A Hopf Galois structure on a finite field extension $L/K$ is a pair $(\mathcal{H},\mu)$, where $\mathcal{H}$ is a finite cocommutative $K$-Hopf algebra and $\mu$ a Hopf action. In this paper, we present several results on Hopf Galois structures on odd prime power degree separable field extensions. We prove that if a separable field extension of odd prime power degree has a Hopf Galois structure of cyclic type, then it has no structure of noncyclic type. We determine the number of Hopf Galois structures of cyclic type on a separable field extension of degree $p^n$, $p$ an odd prime, such that the Galois group of its normal closure is a semidirect product $C_{p^n}\rtimes C_D$ of the cyclic group of order $p^n$ and a cyclic group of order $D$, with $D$ prime to $p$. We characterize the transitive groups of degree $p^3$ which are Galois groups of the normal closure of a separable field extension having some cyclic Hopf Galois structure and determine the number of those.

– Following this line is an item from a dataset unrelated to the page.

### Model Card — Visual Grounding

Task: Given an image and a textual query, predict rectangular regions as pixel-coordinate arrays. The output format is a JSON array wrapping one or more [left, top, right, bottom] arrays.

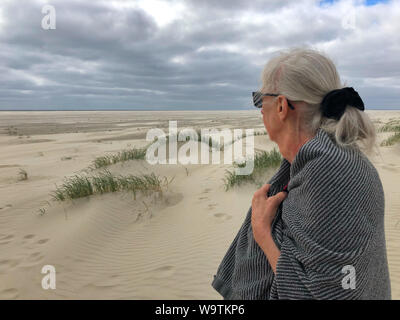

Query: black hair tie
[[321, 87, 365, 120]]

We prove that if a separable field extension of degree $p^3$ has a nonabelian Hopf Galois structure then it has an abelian structure whose type has the same exponent as the nonabelian type. We obtain that, for $p>3$, the two abelian noncyclic Hopf Galois structures do not occur on the same separable extension of degree $p^3$. We present a table which gives the number of Hopf Galois structures of each possible type on a separable extension of degree $27$ to illustrate that for $p=3$, all four noncyclic Hopf Galois structures may occur on the same extension. Finally, putting together all previous results, we list all possible sets of Hopf Galois structure types on a separable extension of degree $p^3$, for $p>3$ a prime.